Deux jours plus tard, un nouveau corps fut découvert. Vide de sang, comme les autres. Il était installé sur l’un des bancs d’une des petites chapelles de la cathédrale Saint-Paul, comme s’il dormait. Le prêtre qui le trouva faillit faire une crise cardiaque quand il le trouva. Bien sûr, Scotland Yard fut sur  le coup immédiatement, envahissant l’édifice sacré, interrogeant tous ceux qui s’y trouvaient, et menant leur enquête du mieux qu’ils pouvaient dans un lieu fréquenté par des centaines de personnes chaque jour. Le détective Abberline fut envoyé sur les lieux, on pensait certainement que ses capacités d’observation et de déduction allaient lui permettre de résoudre l’affaire d’un seul coup.

Comme par hasard, Judy et Bélis se trouvaient de nouveau sur les lieux. Elles avaient voulu revenir, pour tenter d’élucider la série de chiffres qui se trouvaient sur le papier trouvé dans les affaires de Deirdre Colman, et voilà qu’elles se retrouvaient à nouveau sur le lieu d’un crime, accidentellement. Le superintendant Postlethwaite ne s’y laissa pas tromper, ou du moins c’est ce qu’il pensa, et il leur tomba dessus, leur criant après pour s’être une fois de plus faufilées sur une scène de crime alors qu’elles n’y étaient absolument pas autorisées. Tout le monde se tourna bien sûr vers eux pour savoir qui faisait autant de raffut. Alors qu’il allait entamer à nouveau le couplet sur les sales gamines qui se mêlaient de ce qui ne les regardaient pas, un prêtre vint lui demander de baisser le ton ; ils étaient dans une église, pas un tripot, et s’il comptait vraiment dire leurs quatre vérités à quelqu’un, les confessionnaux étaient libres. Judy eut la surprise de celui qui les avaient sauvées d’une nouvelle série d’insultes n’était autre que le père David. Après un sermon bien senti sur le comportement adéquat dans la maison de Dieu, de la tenue à avoir dans un lieu de culte, et également du respect à la gent féminine que devait montrer un gentleman, il ajouta que ces deux demoiselles étaient là pour l’une des messes basses qu’il allait donner, pas pour le cadavre, et que ce n’était vraiment pas galant de sa part de les accuser ainsi sans même leur laisser une chance de se défendre. Vaincu, le superintendant fit signe aux deux détectives de s’en aller, et retourna auprès de ses subordonnés, qui contemplaient toujours le corps sans oser s’en approcher. Le prêtre entraîna les deux jeunes filles avec lui, à l’écart des groupes de policiers et des curieux qui s’attroupaient sans oser s’approcher davantage. Une fois hors d’écoute, il demanda :

-   Qu’est-ce que vous faites ici, jeunes ladies ? Il me semble que vous n’êtes pas de ma paroisse…

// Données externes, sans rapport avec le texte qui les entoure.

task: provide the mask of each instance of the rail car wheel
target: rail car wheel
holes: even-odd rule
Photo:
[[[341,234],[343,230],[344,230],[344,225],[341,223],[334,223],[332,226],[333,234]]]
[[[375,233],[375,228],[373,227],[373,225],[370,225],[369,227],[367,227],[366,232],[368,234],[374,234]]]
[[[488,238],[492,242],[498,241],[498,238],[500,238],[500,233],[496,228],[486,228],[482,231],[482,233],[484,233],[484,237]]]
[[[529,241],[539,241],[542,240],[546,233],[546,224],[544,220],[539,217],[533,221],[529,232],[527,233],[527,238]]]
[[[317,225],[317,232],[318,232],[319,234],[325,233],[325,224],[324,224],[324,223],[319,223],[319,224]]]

-   Hum non… Et nous ne sommes pas vraiment venues pour la messe…

-   Ca tombe bien, je ne prononce pas vraiment de messe aujourd’hui, dit-il avec le sourire.

-   Mon père… c’est pas pécher de mentir ? demanda Bélis.

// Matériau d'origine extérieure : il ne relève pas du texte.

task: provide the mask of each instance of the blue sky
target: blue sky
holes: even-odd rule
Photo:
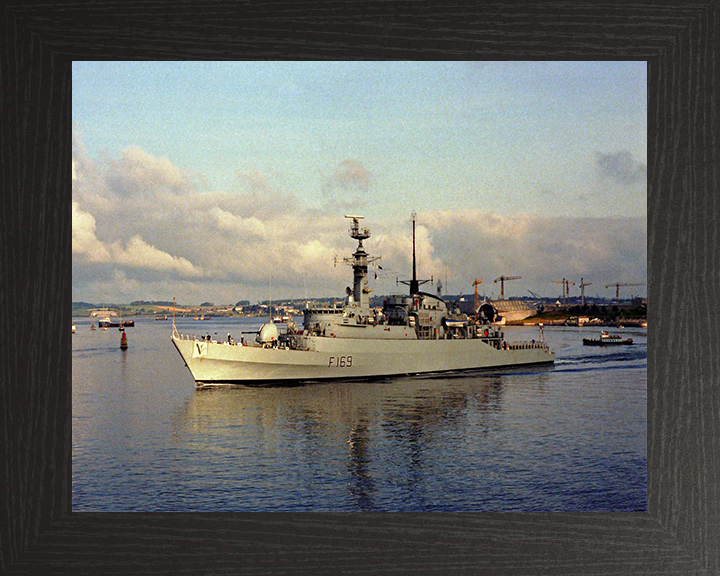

-   Eh bien… Dieu me pardonnera ce petit péché qui n’avait pour but que de tirer deux innocentes jeunes filles des griffes de ce rustre sans éducation, voyons.

Il reprit une expression un peu plus sérieuse, et, se tournant vers Judy :

-   Puis-je savoir ce que vous faites ici, au fait ? Etes-vous venues pour ce corps ?

-   Nous n’étions même pas au courant, mon père. Nous sommes venus pour vous parler.

-   Vraiment ? Me parler de quoi ?

Il leur fit signe de s’asseoir sur un des bancs, ce qu’ils firent tous les trois.

-   En fait, nous avons rencontré certains de vos… vos amis. Ils nous ont révélé un certain nombre de choses, et nous nous sommes dit que vous deviez être au courant.

-   Du calme, mon enfant. Je ne comprends pas grand-chose.

-   Nous avons rencontré… Des anges. Et des démons. Et comme vous nous aviez dit que Deirdre Colman vous avait posé des questions sur ce sujet… Nous nous sommes demandé ce que vous saviez, exactement.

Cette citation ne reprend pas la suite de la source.